54. (Evet) Fir'avn âilesi ve onlardan öncekilerin gidişi gibi: Rablerinin âyetlerini yalanlamışlardı; biz de onları günâhlarıyle mahvetmiştik ve Fir'avn âilesini boğmuştuk. Hepsi de zulmedicilerdi.
55. Allah'a göre canlıların en kötüsü, kâfirlerdir; artık onlar inanmazlar.
56. Sen kendileriyle andlaşma yaptığın halde onlar, hiç çekinmeden, her defa andlaşmalarını bozarlar.
57. Savaşta onları yakalarsan, onlar(a vereceğin cezâ) ile arkalarında bulunan kimseleri de dağıt ki ibret alsınlar.
58. Bir kavmin, (andlaşmaya) hiyânet etmesinden korkarsan, sen de (onlarla yaptığın andlaşmayı) aynı şekilde onlara at; çünkü Allâh; hâinleri sevmez.
59. İnkâr edenler (bizim elimizden kurtulup) geçtiklerini sanmasınlar.

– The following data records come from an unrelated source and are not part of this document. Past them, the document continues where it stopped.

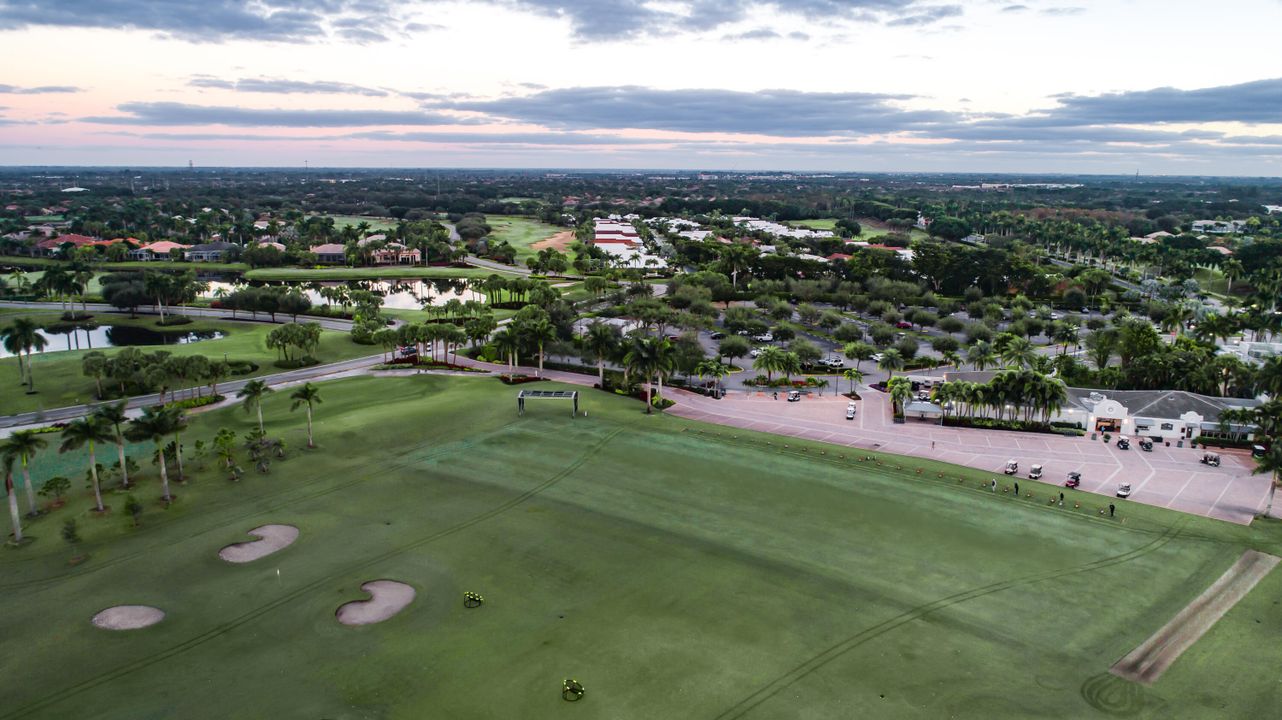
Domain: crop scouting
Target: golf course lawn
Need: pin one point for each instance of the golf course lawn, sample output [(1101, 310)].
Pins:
[(674, 569), (60, 382), (521, 233)]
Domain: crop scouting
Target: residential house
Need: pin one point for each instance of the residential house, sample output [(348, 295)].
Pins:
[(330, 253), (157, 251), (209, 251)]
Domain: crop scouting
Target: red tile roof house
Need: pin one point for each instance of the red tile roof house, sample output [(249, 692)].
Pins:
[(331, 253), (157, 250)]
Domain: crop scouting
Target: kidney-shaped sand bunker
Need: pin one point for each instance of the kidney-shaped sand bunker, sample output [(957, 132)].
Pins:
[(386, 598), (271, 540), (128, 616)]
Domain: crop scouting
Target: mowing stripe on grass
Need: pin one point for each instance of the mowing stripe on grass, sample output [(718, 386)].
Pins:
[(862, 637), (289, 597), (1146, 662)]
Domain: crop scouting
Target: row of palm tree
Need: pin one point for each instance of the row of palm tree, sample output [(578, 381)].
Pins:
[(110, 424), (1010, 395)]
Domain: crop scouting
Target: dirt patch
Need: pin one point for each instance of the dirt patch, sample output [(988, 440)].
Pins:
[(386, 598), (1146, 662), (128, 616), (271, 540), (559, 242)]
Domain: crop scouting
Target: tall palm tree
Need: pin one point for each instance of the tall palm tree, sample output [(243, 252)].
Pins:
[(891, 360), (87, 431), (14, 515), (113, 414), (253, 395), (307, 395), (23, 446), (155, 424), (854, 376), (600, 341)]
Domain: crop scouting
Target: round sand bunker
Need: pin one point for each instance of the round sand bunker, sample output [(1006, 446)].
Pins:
[(128, 616), (386, 598), (271, 540)]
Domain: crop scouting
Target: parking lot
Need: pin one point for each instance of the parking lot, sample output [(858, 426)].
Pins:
[(1168, 477)]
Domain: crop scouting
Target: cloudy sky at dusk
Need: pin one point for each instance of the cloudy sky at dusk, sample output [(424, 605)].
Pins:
[(1117, 86)]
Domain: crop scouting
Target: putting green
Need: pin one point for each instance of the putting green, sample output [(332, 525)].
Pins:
[(674, 569)]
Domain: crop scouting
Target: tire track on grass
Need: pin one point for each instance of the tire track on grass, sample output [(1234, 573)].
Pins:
[(817, 662), (281, 502), (307, 588)]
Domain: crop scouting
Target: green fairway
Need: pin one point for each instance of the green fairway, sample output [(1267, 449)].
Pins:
[(60, 382), (521, 233), (674, 569)]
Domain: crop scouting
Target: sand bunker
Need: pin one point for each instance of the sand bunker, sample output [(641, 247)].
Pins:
[(272, 538), (128, 616), (559, 242), (386, 598)]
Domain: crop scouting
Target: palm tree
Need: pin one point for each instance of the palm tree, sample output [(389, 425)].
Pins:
[(87, 431), (981, 355), (14, 515), (891, 360), (601, 341), (155, 424), (23, 445), (28, 340), (769, 360), (253, 395), (114, 415), (307, 395), (854, 376)]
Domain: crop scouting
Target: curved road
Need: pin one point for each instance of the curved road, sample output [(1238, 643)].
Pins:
[(228, 387)]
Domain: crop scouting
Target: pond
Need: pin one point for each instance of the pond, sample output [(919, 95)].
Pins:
[(96, 337), (398, 295)]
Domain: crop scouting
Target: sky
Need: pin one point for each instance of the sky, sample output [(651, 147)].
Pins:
[(1023, 86)]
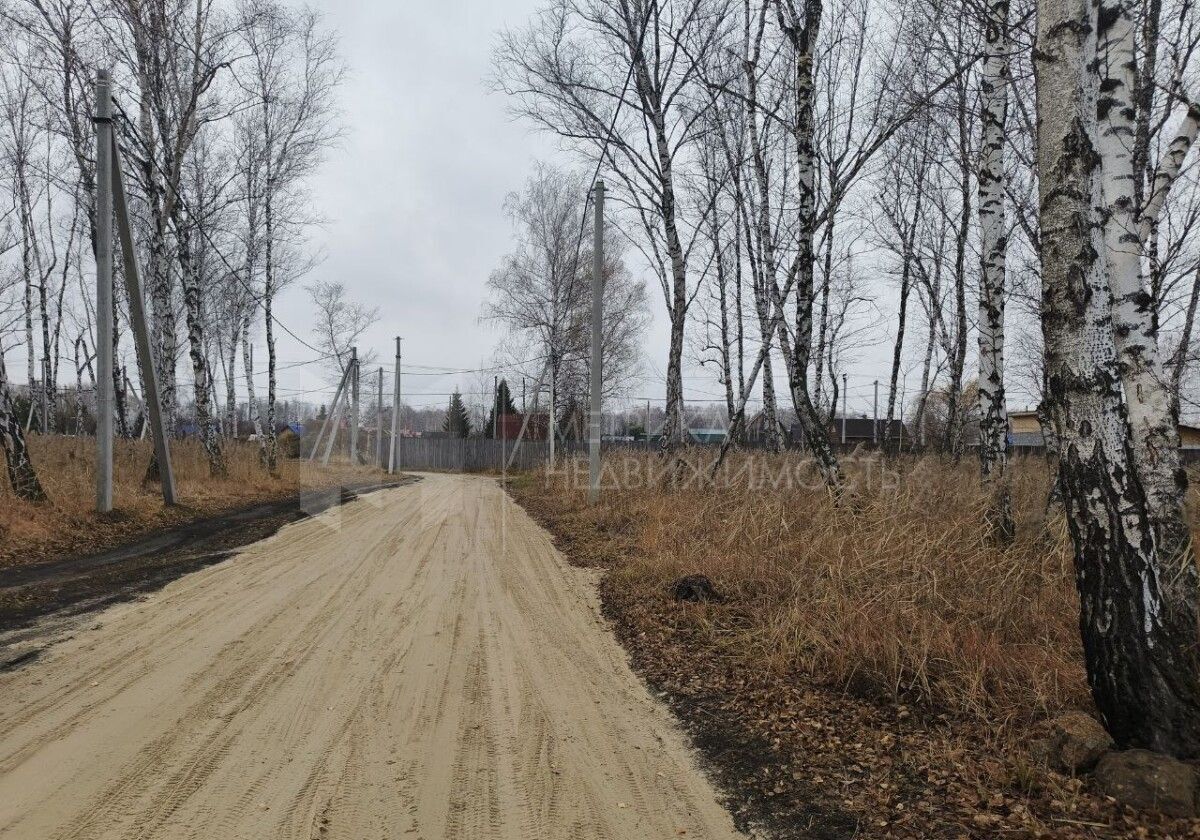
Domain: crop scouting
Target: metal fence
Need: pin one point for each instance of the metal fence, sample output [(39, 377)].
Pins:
[(478, 455)]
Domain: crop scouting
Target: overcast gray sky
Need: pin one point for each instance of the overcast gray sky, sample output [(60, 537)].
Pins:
[(413, 197)]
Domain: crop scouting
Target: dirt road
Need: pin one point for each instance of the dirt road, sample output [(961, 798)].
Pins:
[(418, 664)]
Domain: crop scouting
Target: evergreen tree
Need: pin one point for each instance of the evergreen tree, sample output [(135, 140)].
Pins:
[(457, 423), (504, 403)]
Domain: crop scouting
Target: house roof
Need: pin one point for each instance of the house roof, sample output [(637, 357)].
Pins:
[(864, 427)]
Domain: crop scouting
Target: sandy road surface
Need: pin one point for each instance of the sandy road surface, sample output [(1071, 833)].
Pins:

Onlar (bizi) âciz bırakamazlar.
60. Onlara karşı gücünüz yettiği kadar kuvvet ve cihâd için bağlanıp beslenen atlar hazırlayın. Bununla Allâh'ın düşmanını, sizin düşmanınızı ve onlardan başka sizin bilmediğiniz, Allâh'ın bildiği (düşman) kimseleri korkutursunuz. Allâh yolunda ne harcarsanız tam olarak size ödenir, hiç haksızlığa uğratılmazsınız.
61. Eğer onlar barışa yanaşırlarsa sen de ona yanaş ve Allah'a dayan, çünkü O, işitendir, bilendir.